Nevertheless, these schizophrenia GWAS findings provide insight into this complex disorder. Much work is needed to move from these association signals to understanding the function and regulation of these genes to turn basic biologic knowledge into targets for new drugs or other interventions.

Antipsychotic pharmacogenetics

Genetic research of schizophrenia also contributes to our knowledge of how to best use existing drugs. Medications for treating schizophrenia often need to be changed because patients experience lack of efficacy or intolerable side effects, which may lead them to discontinue treatment. Clinical predictors of which medication would work for an individual patient are lacking. Pharmacogenetics may be able to fulfill the promise of personalized medicine in psychiatry by using genetic information to guide drug selection to maximize therapeutic efficacy and minimize drug-induced side effects.

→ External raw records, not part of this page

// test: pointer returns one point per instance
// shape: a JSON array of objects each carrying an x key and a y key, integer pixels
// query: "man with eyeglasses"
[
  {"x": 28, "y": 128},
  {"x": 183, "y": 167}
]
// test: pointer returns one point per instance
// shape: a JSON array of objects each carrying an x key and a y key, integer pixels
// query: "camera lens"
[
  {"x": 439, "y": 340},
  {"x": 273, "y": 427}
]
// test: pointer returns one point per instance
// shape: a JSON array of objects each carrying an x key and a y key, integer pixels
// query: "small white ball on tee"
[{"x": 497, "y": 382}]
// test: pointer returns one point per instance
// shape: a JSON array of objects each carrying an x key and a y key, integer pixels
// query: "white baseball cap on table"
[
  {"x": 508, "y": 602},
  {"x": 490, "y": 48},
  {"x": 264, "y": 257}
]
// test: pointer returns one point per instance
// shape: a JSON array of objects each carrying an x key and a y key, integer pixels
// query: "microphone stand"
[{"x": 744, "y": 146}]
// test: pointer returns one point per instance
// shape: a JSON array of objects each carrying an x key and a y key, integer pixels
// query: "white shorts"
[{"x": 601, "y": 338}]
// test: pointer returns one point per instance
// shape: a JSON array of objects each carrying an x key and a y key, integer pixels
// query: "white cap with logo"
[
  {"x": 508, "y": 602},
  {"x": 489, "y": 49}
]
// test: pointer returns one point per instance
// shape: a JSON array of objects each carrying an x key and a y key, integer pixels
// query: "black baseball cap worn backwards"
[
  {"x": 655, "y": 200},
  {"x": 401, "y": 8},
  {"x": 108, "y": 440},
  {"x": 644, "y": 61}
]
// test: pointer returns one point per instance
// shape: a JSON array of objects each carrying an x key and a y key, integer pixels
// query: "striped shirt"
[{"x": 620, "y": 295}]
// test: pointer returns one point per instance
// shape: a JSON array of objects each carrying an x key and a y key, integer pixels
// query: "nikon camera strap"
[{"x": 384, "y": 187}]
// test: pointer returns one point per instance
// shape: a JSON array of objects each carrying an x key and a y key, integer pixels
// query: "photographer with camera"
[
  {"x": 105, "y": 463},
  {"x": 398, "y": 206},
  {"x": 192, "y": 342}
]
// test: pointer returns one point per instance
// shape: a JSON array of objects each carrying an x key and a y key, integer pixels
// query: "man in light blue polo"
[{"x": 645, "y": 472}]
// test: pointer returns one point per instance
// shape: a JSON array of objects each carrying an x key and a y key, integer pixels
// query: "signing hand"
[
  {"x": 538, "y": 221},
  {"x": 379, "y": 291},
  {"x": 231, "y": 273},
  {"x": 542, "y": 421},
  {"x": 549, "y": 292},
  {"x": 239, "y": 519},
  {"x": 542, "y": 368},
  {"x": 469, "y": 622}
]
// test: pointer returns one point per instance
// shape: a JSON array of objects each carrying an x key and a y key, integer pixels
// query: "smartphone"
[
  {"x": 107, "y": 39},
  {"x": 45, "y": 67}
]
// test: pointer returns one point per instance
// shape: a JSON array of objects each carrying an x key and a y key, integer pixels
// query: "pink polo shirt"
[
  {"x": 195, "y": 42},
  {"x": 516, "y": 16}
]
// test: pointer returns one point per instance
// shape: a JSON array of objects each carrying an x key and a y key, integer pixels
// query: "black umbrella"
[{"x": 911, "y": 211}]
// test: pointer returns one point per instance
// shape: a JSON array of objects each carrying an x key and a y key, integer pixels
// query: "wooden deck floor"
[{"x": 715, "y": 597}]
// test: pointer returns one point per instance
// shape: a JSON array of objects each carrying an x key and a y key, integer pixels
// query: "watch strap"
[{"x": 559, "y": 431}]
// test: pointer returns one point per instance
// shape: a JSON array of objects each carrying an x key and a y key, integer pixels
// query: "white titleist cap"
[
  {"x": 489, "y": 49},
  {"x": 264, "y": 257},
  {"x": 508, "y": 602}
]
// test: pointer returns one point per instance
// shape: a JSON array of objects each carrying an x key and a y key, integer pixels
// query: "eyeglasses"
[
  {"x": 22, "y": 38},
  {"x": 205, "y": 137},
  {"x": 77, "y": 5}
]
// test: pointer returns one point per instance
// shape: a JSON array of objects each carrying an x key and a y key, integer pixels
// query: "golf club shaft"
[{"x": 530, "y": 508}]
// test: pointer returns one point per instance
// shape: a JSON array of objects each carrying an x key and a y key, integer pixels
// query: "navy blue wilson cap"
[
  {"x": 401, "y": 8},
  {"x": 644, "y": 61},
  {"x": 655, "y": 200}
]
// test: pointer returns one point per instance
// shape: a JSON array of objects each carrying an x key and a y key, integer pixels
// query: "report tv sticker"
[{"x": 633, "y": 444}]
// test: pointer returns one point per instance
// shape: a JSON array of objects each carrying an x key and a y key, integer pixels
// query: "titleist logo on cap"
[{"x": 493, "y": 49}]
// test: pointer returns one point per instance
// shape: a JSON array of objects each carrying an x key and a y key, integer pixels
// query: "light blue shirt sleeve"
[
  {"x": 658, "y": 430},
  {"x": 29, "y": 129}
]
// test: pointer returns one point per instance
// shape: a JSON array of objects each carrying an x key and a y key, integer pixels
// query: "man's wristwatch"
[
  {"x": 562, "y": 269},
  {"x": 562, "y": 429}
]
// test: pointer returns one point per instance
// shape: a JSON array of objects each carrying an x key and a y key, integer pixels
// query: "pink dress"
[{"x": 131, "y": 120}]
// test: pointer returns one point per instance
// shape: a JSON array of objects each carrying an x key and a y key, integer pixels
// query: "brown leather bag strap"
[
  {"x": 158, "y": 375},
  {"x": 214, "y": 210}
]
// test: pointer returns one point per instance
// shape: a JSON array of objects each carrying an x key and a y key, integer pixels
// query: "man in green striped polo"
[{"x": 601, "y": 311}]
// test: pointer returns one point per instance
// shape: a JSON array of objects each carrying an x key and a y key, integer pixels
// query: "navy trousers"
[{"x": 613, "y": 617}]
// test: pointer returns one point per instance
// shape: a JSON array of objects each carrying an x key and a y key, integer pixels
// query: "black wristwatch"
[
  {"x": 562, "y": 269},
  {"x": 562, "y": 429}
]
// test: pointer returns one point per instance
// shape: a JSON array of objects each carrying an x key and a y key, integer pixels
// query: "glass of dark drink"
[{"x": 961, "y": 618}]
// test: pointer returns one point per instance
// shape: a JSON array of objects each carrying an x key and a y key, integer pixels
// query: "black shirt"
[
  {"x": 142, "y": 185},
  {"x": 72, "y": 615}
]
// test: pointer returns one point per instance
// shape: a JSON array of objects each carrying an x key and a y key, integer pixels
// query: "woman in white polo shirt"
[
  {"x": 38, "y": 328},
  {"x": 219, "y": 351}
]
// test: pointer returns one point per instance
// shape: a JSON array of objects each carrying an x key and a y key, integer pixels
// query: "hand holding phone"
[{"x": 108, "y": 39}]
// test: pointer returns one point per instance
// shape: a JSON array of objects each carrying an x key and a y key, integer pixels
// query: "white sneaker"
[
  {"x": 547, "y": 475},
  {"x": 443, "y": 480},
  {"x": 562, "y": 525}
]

Researchers first attempted to find genetic predictors of antipsychotic efficacy in the early 1990s. One replicated finding is that DRD2, the gene coding for dopamine receptor D2, is associated with antipsychotic efficacy. This may not be surprising because D2 receptor antagonism is a common and necessary drug action mechanism for all antipsychotics. One SNP, -141C Ins/Del (rs1799732), represents a deletion (vs insertion) of cytosine at position -141, located in the 5’ promoter region of DRD2. Pre-clinical studies showed that this SNP might modulate DRD2 gene expression and influence D2 receptor density in the brain. Del allele carriers had poor response to clozapine among a treatment-refractory sample²⁴ and took longer to respond to olanzapine and risperidone among first-episode schizophrenia patients.²⁵ A 2010 meta-analysis of approximately 700 patients²⁶ showed that the -141C Ins/Del polymorphism is significantly associated with antipsychotic response. Patients who carry 1 or 2 Del alleles tend to have a less favorable antipsychotic response than patients with the Ins/Ins genotype. Patients with the Ins/Ins genotype are 54% more likely to respond to antipsychotics than those with ≥1 copy of the Del allele.